Turning on slow query logging showed that there were actually a couple of relatively common queries which were selecting on columns that weren't indexed in their tables, so we decided to try adding indexes to see if that improved matters. (While indexes add a small constant to the time taken to make a write, there's already quite a few implicit indexes on the tables, and writes are much less common than reads.)
The most common slow queries were of the form:

  • select MAX(lifetime) from dpm_get_filereq where pfn = 'some pfn here'

and lifetime is not indexed in the dpm_db.dpm_get_filereq table (to be fair, there's no obvious reason why it should be, and the db is generally pretty well indexed on the whole).

  • create index pfn_lifetime on dpm_get_filereq (pfn(255), lifetime);

deals with that.
Similarly, for the less frequent lookups for put requests we add:

  • create index status_idx on dpm_put_filereq(status);

and

  • create index stime_idx on dpm_req(stime);

and, finally, to optimise out the spikes we see each time monami tries to query the server, we add an index to the cns_db:

  • create index usage_by_group Cns_file_metadata(gid, filesize);

(this also speeds up the responsiveness of Greig's DPM Monitoring webapp).

In order to do this without locking the request tables for ages, Stuart implemented a slightly hair-raising approach involving cloning the "static", older, parts of the tables, indexing the clone, and then stopping dpm briefly, and syncing the clone with the dynamic parts before switching the (indexed) clone for the (unindexed) original and restarting dpm.
This works surprisingly well - something like 95% of the request tables appear to be historical and static rather than referring to current requests.
(It also raises the question of if it would be easier just to delete the first 80% or so of all the request tables, keeping a suitable backup copy, of course.)

So, after all that, what was the result?
Well.

In normal use, the MySQL load is much smoother than before - we've removed pretty much all the load spikes from intensive infrequent queries, and the background load from get requests is roughly halved from previously.
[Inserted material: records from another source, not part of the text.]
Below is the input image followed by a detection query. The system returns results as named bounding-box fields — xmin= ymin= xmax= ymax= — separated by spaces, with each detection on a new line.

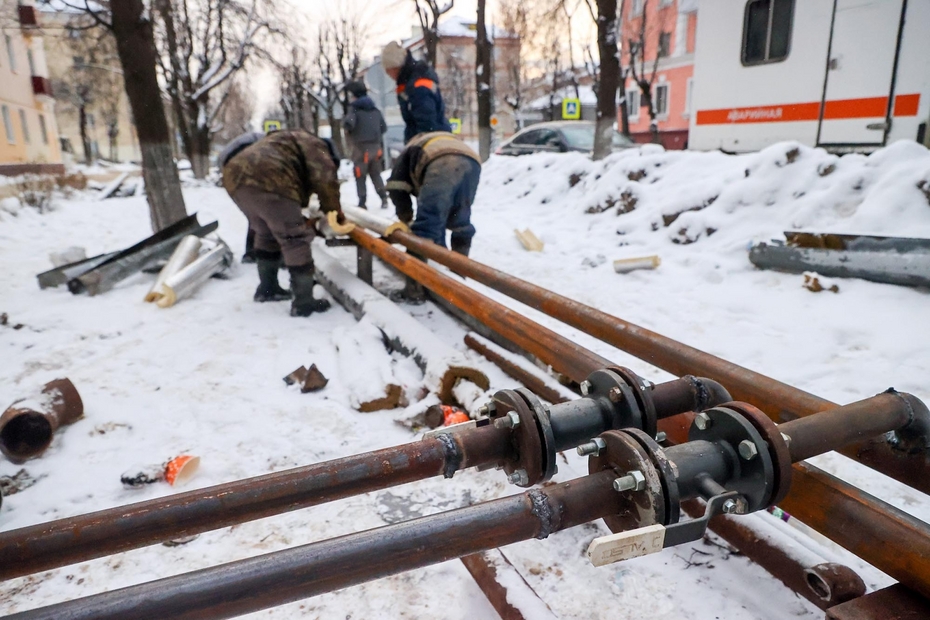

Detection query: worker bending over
xmin=387 ymin=131 xmax=481 ymax=256
xmin=223 ymin=130 xmax=341 ymax=316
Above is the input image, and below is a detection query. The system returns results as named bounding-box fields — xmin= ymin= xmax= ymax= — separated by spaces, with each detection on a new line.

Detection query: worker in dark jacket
xmin=387 ymin=131 xmax=481 ymax=256
xmin=381 ymin=41 xmax=452 ymax=142
xmin=223 ymin=130 xmax=341 ymax=316
xmin=342 ymin=82 xmax=387 ymax=209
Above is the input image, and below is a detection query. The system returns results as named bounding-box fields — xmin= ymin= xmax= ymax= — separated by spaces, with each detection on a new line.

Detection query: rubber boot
xmin=288 ymin=263 xmax=329 ymax=316
xmin=252 ymin=250 xmax=291 ymax=303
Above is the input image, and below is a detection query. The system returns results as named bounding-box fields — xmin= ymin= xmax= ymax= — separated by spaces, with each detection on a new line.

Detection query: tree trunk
xmin=592 ymin=0 xmax=620 ymax=160
xmin=78 ymin=103 xmax=94 ymax=166
xmin=475 ymin=0 xmax=492 ymax=161
xmin=110 ymin=0 xmax=187 ymax=232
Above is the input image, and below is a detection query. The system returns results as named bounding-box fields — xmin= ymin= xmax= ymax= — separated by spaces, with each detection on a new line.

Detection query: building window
xmin=659 ymin=32 xmax=672 ymax=58
xmin=3 ymin=34 xmax=16 ymax=71
xmin=742 ymin=0 xmax=794 ymax=65
xmin=682 ymin=78 xmax=694 ymax=118
xmin=19 ymin=110 xmax=31 ymax=144
xmin=626 ymin=88 xmax=640 ymax=122
xmin=653 ymin=84 xmax=668 ymax=117
xmin=0 ymin=106 xmax=16 ymax=144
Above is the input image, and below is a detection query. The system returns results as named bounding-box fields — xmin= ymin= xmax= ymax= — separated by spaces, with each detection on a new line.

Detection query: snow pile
xmin=481 ymin=141 xmax=930 ymax=248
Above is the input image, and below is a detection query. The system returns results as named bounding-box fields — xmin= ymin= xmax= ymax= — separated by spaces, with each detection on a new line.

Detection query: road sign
xmin=562 ymin=99 xmax=581 ymax=121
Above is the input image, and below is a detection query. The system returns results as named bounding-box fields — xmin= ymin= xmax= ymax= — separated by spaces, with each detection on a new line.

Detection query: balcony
xmin=32 ymin=75 xmax=52 ymax=97
xmin=17 ymin=4 xmax=39 ymax=29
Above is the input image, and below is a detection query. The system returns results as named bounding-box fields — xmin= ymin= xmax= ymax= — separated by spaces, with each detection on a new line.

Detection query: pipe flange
xmin=623 ymin=428 xmax=681 ymax=525
xmin=688 ymin=407 xmax=775 ymax=512
xmin=492 ymin=390 xmax=555 ymax=488
xmin=514 ymin=388 xmax=557 ymax=482
xmin=723 ymin=401 xmax=793 ymax=506
xmin=588 ymin=368 xmax=645 ymax=436
xmin=609 ymin=366 xmax=659 ymax=437
xmin=588 ymin=431 xmax=668 ymax=534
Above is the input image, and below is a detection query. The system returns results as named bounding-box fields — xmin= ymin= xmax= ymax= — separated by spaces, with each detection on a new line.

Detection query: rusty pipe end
xmin=804 ymin=562 xmax=865 ymax=607
xmin=682 ymin=375 xmax=733 ymax=411
xmin=885 ymin=388 xmax=930 ymax=454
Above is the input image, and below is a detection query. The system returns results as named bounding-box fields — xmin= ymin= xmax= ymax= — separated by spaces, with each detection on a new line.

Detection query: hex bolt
xmin=494 ymin=411 xmax=520 ymax=428
xmin=739 ymin=439 xmax=759 ymax=461
xmin=614 ymin=470 xmax=646 ymax=493
xmin=578 ymin=379 xmax=594 ymax=396
xmin=578 ymin=437 xmax=607 ymax=456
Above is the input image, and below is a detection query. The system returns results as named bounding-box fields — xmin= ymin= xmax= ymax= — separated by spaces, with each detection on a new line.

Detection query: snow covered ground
xmin=0 ymin=143 xmax=930 ymax=620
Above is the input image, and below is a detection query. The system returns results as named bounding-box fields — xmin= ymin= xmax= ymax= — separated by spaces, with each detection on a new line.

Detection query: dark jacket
xmin=342 ymin=95 xmax=387 ymax=144
xmin=223 ymin=130 xmax=340 ymax=211
xmin=385 ymin=131 xmax=481 ymax=221
xmin=397 ymin=52 xmax=452 ymax=142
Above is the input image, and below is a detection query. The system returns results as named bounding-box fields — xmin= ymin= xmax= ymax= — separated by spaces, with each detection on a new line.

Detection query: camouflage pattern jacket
xmin=223 ymin=130 xmax=340 ymax=211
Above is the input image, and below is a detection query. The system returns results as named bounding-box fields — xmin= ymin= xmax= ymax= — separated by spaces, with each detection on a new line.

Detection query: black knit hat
xmin=346 ymin=82 xmax=368 ymax=97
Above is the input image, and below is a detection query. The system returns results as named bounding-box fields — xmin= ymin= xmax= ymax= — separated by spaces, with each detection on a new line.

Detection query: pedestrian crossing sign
xmin=562 ymin=99 xmax=581 ymax=121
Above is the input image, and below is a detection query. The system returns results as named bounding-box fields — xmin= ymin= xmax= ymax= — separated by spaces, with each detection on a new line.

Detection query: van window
xmin=742 ymin=0 xmax=794 ymax=65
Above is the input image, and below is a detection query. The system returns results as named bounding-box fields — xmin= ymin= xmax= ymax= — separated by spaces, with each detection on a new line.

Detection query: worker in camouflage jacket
xmin=387 ymin=131 xmax=481 ymax=256
xmin=342 ymin=82 xmax=387 ymax=209
xmin=223 ymin=130 xmax=341 ymax=316
xmin=381 ymin=41 xmax=452 ymax=142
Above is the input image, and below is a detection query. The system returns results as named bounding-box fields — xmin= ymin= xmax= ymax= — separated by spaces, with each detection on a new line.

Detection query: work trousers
xmin=410 ymin=155 xmax=481 ymax=254
xmin=232 ymin=187 xmax=314 ymax=267
xmin=352 ymin=144 xmax=387 ymax=207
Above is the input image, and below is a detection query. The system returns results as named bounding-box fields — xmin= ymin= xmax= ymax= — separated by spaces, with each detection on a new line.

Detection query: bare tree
xmin=627 ymin=0 xmax=666 ymax=143
xmin=413 ymin=0 xmax=455 ymax=67
xmin=154 ymin=0 xmax=276 ymax=179
xmin=53 ymin=0 xmax=187 ymax=232
xmin=475 ymin=0 xmax=494 ymax=161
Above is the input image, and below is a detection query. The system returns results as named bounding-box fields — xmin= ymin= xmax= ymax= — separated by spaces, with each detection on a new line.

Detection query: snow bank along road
xmin=0 ymin=144 xmax=930 ymax=618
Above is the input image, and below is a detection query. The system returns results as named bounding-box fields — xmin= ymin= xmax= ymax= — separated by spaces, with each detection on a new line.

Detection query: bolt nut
xmin=694 ymin=413 xmax=714 ymax=431
xmin=739 ymin=439 xmax=759 ymax=461
xmin=494 ymin=411 xmax=520 ymax=428
xmin=614 ymin=470 xmax=646 ymax=493
xmin=578 ymin=437 xmax=607 ymax=456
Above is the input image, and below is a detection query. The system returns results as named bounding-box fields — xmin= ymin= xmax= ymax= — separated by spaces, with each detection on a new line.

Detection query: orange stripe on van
xmin=696 ymin=94 xmax=920 ymax=125
xmin=894 ymin=94 xmax=920 ymax=116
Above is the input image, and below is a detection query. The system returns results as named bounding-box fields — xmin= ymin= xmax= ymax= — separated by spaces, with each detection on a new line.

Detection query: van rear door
xmin=817 ymin=0 xmax=903 ymax=147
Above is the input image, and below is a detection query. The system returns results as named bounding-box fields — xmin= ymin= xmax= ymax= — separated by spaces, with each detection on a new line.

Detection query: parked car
xmin=494 ymin=121 xmax=634 ymax=155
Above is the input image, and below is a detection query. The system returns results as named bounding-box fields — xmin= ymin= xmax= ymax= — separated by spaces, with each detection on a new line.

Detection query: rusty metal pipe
xmin=8 ymin=471 xmax=621 ymax=620
xmin=778 ymin=390 xmax=930 ymax=462
xmin=351 ymin=228 xmax=612 ymax=383
xmin=0 ymin=379 xmax=84 ymax=463
xmin=378 ymin=231 xmax=930 ymax=493
xmin=0 ymin=426 xmax=511 ymax=579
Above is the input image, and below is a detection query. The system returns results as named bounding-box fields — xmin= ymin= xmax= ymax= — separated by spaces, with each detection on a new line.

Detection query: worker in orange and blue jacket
xmin=381 ymin=41 xmax=452 ymax=142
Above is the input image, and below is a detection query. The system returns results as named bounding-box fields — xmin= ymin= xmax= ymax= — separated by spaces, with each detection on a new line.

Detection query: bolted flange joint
xmin=578 ymin=437 xmax=607 ymax=456
xmin=614 ymin=470 xmax=646 ymax=493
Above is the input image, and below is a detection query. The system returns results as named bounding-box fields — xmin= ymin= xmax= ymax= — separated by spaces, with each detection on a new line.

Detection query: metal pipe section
xmin=8 ymin=471 xmax=621 ymax=620
xmin=778 ymin=390 xmax=930 ymax=463
xmin=350 ymin=228 xmax=612 ymax=383
xmin=0 ymin=426 xmax=511 ymax=579
xmin=378 ymin=231 xmax=930 ymax=493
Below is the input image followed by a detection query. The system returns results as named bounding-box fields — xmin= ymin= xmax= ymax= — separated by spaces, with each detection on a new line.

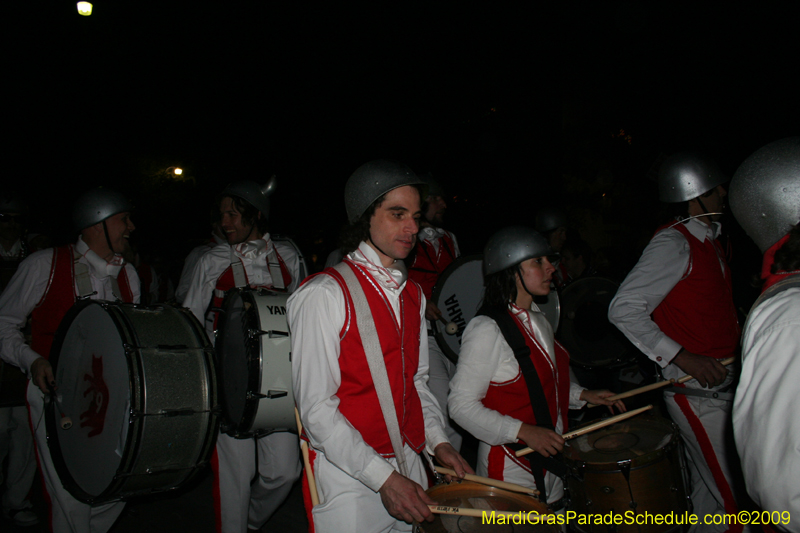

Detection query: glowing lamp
xmin=78 ymin=2 xmax=92 ymax=17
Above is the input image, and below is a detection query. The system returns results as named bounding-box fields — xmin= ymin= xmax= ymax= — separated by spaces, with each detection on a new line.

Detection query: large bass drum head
xmin=557 ymin=278 xmax=634 ymax=368
xmin=48 ymin=303 xmax=131 ymax=497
This is visible by comparing the MySQL server loads during HammerCloud test 135 and the most recent test against Glasgow - HC 164:

SVR015 before indexing

SVR015 after indexing

Unfortunately, within error, it doesn't seem to have actually improved our performance in HammerCloud tests by anything:



which is sad. The iowait still appears (but a bit reduced) when we're under heavy load - the sheer number of reads against the DB is enough to generate this by itself, even with indexes.
It's possible that we could reduce the iowait by increasing the InnoDB Buffer Pool setting for the server - at the moment, we have a 97% hit rate, so increasing that to 99% would cut our iowait by a factor of 3 - but it's not clear that the server is really the bottleneck.

Looking at the other loads:

SVR018 cpu load for first hour of test.
DPM disk cpu load for first hour of test.
DPM disk network load for first hour of test.
then it's not clear where the bottleneck is, really - the disks were slightly more stressed (there's a little bit of iowait visible at their peak CPU load), and it looks like something in the network bandwidth topped out at the same time (that peak is suspiciously flat at around 800MB/sec).
Further investigation needed, though!

1 comment:

Stuart Purdie said...

It's worth pointing out that the index to deal with:

select MAX(lifetime) from dpm_get_filereq where pfn = 'some pfn here'

is actually slightly different from the others. The others turn large scans into small scans over at most a few hundred rows, rather than over the whole table.

The index created:

create index pfn_lifetime on dpm_get_filereq (pfn(255), lifetime);

replaces an existing index on pfn, so it was already a small scan. This is because the query is so common, it's worth further optimistation. The second index turns the small scan into a direct lookup - no scan at all.

The hope was that if the indices are kept in RAM, then we remove disk access totally.